ECLI:NL:TGZRAMS:2019:166 Regionaal Tuchtcollege voor de Gezondheidszorg Amsterdam 2019/131

ECLI: ECLI:NL:TGZRAMS:2019:166
Datum uitspraak: 22-08-2019
Datum publicatie: 22-08-2019
Zaaknummer(s): 2019/131
Onderwerp: Onjuiste behandeling/verkeerde diagnose
Beslissingen: Ongegrond/afwijzing
Inhoudsindicatie: Klager verwijt verweerder dat hij hem onder dwang medicatie heeft laten slikken zonder diagnose te stellen of onderzoek te verrichten. Hij verwijt hem dat hij hem ten onrechte heeft gedreigd met opname indien klager niet zou voldoen aan de voorwaarde van het innemen van medicatie. Verweerder wordt ook het verwijt gemaakt op grond van valse informatie rechterlijke machtigingen te hebben aangevraagd. Ongegrond

REGIONAAL TUCHTCOLLEGE VOOR DE GEZONDHEIDSZORG

AMSTERDAM

Beslissing naar aanleiding van de op 21 maart 2019 binnengekomen klacht van:

A,

wonende te B,

k l a g e r,              

tegen

C,

psychiater,

(destijds) werkzaam te B,

v e r w e e r d e r, 

gemachtigde: mr. J.S.M. Brouwer, verbonden aan DAS Rechtsbijstand te Amsterdam.

1.         De procedure

Het college heeft kennisgenomen van de volgende stukken:

-                      het klaagschrift met de bijlagen;

-                      het verweerschrift met de bijlagen;

-                      de correspondentie met betrekking tot het vooronderzoek;

-                      het proces-verbaal van het op 23 juli 2019 gehouden vooronderzoek.
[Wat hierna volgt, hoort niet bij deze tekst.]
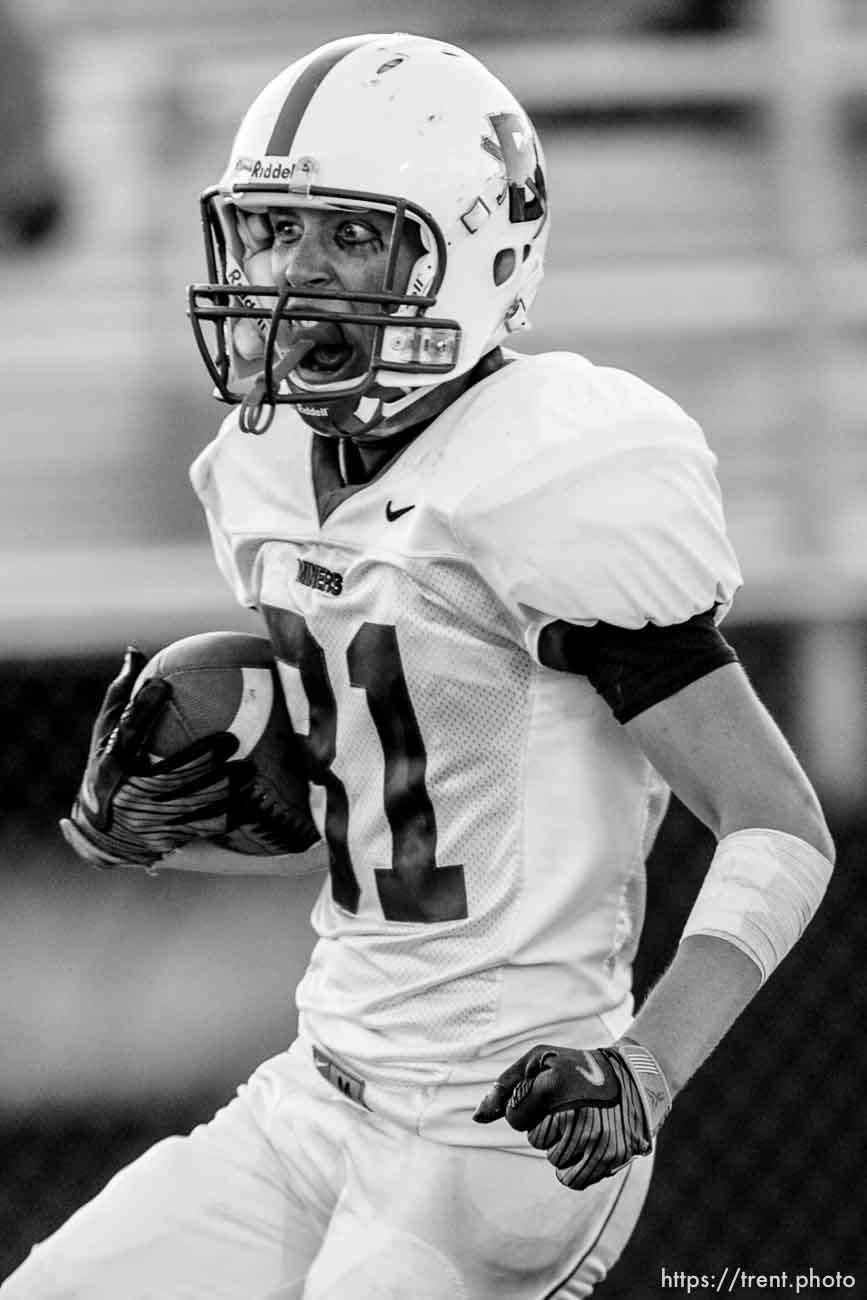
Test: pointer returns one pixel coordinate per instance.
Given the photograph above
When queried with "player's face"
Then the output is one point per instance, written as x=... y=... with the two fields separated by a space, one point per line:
x=336 y=251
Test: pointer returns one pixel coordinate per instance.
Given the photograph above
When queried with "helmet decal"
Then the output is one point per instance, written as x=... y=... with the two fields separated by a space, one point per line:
x=514 y=146
x=302 y=92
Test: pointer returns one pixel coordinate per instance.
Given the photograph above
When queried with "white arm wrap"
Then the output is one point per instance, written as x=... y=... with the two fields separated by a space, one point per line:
x=759 y=893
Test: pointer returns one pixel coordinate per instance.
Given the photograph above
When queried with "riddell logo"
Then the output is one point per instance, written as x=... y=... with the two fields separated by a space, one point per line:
x=274 y=170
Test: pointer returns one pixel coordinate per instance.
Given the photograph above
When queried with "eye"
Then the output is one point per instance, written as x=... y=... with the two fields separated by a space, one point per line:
x=359 y=234
x=284 y=228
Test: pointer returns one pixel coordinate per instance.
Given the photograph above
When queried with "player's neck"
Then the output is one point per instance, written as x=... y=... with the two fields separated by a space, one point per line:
x=360 y=462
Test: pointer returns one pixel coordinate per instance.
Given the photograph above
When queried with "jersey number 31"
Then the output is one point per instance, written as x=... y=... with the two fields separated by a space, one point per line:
x=415 y=888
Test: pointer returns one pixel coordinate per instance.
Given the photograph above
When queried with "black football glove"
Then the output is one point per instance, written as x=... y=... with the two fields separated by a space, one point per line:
x=592 y=1112
x=133 y=811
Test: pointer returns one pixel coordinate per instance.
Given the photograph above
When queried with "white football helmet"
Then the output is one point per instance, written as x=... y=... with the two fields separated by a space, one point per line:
x=408 y=126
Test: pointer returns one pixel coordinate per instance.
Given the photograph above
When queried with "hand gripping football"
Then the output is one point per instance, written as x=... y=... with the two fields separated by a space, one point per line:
x=228 y=681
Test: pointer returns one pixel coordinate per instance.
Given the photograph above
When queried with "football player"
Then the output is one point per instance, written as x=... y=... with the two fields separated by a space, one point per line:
x=494 y=584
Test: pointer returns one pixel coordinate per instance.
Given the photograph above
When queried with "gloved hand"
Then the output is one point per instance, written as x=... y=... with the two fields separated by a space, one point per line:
x=592 y=1112
x=130 y=810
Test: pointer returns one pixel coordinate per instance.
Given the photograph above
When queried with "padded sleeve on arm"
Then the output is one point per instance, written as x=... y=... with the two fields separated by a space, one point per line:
x=633 y=668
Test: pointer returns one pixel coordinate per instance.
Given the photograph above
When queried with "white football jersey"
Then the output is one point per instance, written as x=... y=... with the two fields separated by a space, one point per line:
x=486 y=818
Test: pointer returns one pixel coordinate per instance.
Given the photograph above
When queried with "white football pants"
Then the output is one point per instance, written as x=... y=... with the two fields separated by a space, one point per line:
x=297 y=1192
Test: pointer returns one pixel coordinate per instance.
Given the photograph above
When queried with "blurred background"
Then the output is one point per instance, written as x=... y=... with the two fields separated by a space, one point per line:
x=707 y=172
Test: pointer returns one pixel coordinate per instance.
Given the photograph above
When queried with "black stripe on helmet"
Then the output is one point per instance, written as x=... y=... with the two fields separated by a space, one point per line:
x=302 y=92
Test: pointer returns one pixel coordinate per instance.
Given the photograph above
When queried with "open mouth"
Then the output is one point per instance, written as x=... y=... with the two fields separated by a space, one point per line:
x=332 y=351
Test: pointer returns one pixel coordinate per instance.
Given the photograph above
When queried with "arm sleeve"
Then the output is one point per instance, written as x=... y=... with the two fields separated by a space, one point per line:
x=634 y=668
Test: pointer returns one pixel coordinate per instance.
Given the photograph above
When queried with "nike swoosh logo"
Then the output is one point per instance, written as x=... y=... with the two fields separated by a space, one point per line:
x=395 y=514
x=593 y=1071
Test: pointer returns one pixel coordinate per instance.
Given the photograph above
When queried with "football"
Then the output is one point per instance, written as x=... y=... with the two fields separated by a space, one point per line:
x=228 y=681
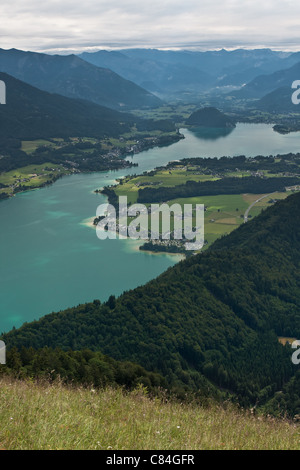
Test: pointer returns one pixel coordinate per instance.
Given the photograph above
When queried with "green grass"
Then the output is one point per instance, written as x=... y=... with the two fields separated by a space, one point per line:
x=34 y=176
x=43 y=417
x=29 y=146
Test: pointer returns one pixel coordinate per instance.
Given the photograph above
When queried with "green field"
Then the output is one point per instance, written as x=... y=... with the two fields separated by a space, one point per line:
x=223 y=213
x=54 y=417
x=31 y=176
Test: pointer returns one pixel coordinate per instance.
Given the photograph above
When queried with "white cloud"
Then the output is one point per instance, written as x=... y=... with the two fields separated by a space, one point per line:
x=73 y=25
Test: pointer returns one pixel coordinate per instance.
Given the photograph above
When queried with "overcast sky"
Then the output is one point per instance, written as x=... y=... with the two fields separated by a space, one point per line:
x=72 y=25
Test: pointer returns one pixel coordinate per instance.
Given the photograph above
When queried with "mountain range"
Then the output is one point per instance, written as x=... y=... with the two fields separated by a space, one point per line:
x=168 y=72
x=73 y=77
x=31 y=114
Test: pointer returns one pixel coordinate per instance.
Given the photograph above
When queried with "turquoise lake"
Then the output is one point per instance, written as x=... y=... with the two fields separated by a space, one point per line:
x=51 y=258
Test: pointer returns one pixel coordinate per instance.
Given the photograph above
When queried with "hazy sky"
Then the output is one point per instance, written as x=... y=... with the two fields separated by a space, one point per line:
x=73 y=25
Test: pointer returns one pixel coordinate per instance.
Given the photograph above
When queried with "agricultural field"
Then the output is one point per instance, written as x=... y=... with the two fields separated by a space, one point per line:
x=30 y=177
x=223 y=213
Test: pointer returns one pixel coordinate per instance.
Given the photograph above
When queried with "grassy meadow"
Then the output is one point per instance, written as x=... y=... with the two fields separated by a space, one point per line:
x=51 y=417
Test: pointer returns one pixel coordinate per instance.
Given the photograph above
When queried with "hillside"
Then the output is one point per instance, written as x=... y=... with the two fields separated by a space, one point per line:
x=188 y=72
x=33 y=114
x=210 y=117
x=73 y=77
x=264 y=84
x=210 y=323
x=278 y=101
x=50 y=417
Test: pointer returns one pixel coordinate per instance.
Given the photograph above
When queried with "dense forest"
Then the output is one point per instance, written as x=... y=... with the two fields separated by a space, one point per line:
x=78 y=367
x=210 y=323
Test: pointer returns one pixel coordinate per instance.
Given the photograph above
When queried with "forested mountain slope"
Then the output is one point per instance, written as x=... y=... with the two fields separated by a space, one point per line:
x=210 y=323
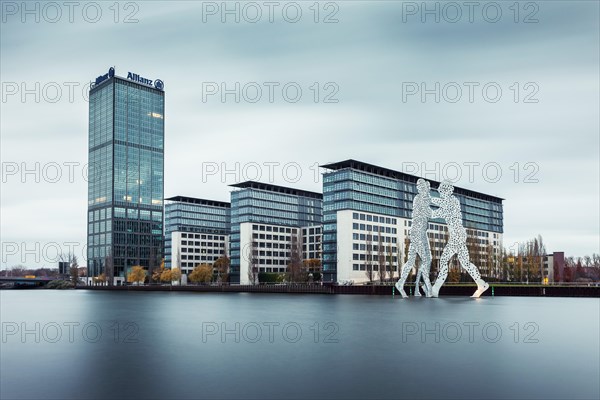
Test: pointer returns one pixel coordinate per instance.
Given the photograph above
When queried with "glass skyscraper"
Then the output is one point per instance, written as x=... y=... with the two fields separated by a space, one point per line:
x=362 y=202
x=126 y=169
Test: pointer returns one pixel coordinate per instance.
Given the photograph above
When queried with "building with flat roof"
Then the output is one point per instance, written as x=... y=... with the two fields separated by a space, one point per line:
x=367 y=212
x=267 y=223
x=196 y=231
x=126 y=169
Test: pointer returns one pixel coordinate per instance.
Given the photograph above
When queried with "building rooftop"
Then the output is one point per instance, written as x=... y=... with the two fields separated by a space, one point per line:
x=204 y=202
x=278 y=189
x=377 y=170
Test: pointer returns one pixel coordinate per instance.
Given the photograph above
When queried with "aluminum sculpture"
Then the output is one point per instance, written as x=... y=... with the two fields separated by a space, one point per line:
x=449 y=210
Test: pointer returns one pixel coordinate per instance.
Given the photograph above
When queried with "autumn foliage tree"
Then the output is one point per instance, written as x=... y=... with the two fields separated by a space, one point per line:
x=165 y=275
x=175 y=274
x=222 y=266
x=201 y=274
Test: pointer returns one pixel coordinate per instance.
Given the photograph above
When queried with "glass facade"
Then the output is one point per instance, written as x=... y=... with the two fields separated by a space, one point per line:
x=125 y=179
x=270 y=204
x=187 y=214
x=353 y=185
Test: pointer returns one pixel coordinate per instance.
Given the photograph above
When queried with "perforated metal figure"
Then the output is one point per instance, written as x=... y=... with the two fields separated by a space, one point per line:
x=449 y=210
x=419 y=243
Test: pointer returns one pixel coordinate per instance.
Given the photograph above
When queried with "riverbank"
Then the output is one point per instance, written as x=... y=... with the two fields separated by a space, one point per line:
x=381 y=290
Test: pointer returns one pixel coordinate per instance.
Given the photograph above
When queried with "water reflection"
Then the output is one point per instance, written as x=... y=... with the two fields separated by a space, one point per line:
x=191 y=345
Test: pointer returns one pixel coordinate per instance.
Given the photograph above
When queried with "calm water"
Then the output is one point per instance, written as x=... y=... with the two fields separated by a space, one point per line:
x=169 y=345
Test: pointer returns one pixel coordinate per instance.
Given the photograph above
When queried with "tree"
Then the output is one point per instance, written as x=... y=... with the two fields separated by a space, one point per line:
x=175 y=275
x=100 y=278
x=74 y=270
x=313 y=266
x=368 y=258
x=165 y=275
x=381 y=267
x=253 y=263
x=202 y=273
x=296 y=269
x=109 y=268
x=390 y=258
x=222 y=265
x=137 y=275
x=157 y=272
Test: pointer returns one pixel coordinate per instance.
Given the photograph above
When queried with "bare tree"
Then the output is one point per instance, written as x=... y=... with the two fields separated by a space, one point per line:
x=109 y=269
x=222 y=266
x=74 y=270
x=390 y=257
x=381 y=259
x=253 y=262
x=296 y=269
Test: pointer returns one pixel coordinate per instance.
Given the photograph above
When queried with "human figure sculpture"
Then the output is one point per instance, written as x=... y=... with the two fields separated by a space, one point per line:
x=449 y=210
x=419 y=243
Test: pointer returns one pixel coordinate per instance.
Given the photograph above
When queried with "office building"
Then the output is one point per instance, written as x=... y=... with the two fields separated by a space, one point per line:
x=553 y=267
x=367 y=213
x=267 y=224
x=125 y=180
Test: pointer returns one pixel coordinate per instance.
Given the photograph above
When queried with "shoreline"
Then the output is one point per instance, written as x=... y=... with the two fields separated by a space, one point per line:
x=378 y=290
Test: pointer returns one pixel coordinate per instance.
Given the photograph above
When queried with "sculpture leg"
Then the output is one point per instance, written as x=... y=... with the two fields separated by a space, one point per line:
x=426 y=267
x=443 y=274
x=405 y=269
x=463 y=258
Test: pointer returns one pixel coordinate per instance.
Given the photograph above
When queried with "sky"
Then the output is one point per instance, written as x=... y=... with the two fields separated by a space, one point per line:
x=500 y=98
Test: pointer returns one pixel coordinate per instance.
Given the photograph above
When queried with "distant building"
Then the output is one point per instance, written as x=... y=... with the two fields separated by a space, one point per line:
x=266 y=222
x=367 y=213
x=196 y=232
x=64 y=268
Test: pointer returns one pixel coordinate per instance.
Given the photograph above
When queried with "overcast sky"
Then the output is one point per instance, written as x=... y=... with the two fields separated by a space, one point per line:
x=518 y=95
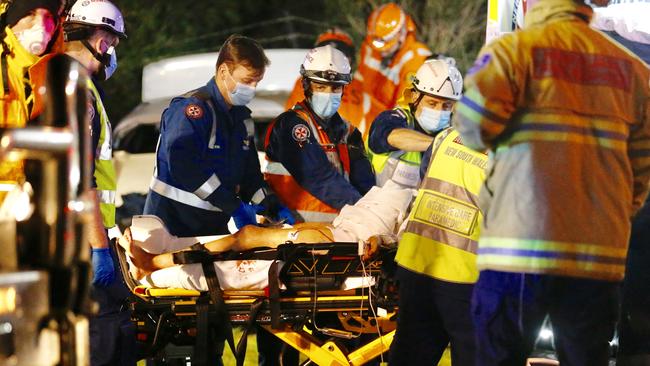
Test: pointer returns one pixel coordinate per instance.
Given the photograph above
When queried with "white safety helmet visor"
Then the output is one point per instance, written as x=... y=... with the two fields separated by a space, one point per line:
x=326 y=64
x=440 y=79
x=97 y=13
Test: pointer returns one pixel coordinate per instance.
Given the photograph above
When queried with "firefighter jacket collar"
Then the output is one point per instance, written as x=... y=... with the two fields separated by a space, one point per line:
x=551 y=10
x=335 y=127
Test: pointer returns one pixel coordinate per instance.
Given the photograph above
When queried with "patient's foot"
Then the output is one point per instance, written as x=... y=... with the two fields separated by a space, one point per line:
x=141 y=263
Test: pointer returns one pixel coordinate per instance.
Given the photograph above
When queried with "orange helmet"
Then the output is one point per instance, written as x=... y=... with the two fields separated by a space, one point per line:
x=386 y=27
x=338 y=39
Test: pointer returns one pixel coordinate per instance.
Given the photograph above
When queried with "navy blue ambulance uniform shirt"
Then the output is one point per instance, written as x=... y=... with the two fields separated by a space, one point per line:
x=206 y=164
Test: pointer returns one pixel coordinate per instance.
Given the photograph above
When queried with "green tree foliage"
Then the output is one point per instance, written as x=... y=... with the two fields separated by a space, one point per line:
x=164 y=28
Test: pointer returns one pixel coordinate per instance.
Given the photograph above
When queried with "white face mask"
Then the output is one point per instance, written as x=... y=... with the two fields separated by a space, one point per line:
x=242 y=94
x=325 y=104
x=434 y=120
x=34 y=39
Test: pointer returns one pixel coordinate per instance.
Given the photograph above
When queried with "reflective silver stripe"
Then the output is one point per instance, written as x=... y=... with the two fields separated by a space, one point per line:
x=314 y=216
x=181 y=196
x=259 y=196
x=106 y=146
x=208 y=187
x=276 y=168
x=106 y=197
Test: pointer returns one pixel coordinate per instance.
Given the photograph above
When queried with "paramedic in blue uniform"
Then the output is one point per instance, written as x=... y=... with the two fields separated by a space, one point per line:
x=207 y=169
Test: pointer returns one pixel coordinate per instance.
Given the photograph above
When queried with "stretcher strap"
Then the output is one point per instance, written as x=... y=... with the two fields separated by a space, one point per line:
x=201 y=347
x=274 y=295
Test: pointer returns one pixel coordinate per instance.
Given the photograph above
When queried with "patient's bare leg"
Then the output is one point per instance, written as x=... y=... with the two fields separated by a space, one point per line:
x=248 y=237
De klacht is in raadkamer behandeld.

2.         De feiten

Op grond van de stukken kan van het volgende worden uitgegaan:

2.1.      Klager is bekend met diabetes mellitus en kampt met psychische klachten. In het voorjaar van 2014 is klager op grond van een inbewaringstelling (ibs) opgenomen geweest; na zijn ontslag is klager in zorg gekomen bij verweerder, psychiater van het FACT-team.

2.2.      Verweerder heeft klager voor de eerste maal gesproken op 23 mei 2014. In dat gesprek heeft klager aangegeven het niet eens te zijn met de diagnose schizofrenie en niet in psychiatrie te geloven, maar de behandeling met aripiprazol te accepten, omdat die door de rechter is opgelegd.

2.3.      In de periode daarna heeft klager afspraken bij een sociaal psychiatrisch verpleegkundige en enkele afspraken bij verweerder.

2.4.      Per 29 oktober 2014 was de eerder afgegeven voorwaardelijke machtiging niet meer geldig. In overleg met klager werd geen nieuwe machtiging aangevraagd.

2.5.      Op 17 maart 2015 is de diagnose uiteindelijk gesteld op psychotische stoornis. Klager is akkoord gegaan met deze diagnose en het behandelplan.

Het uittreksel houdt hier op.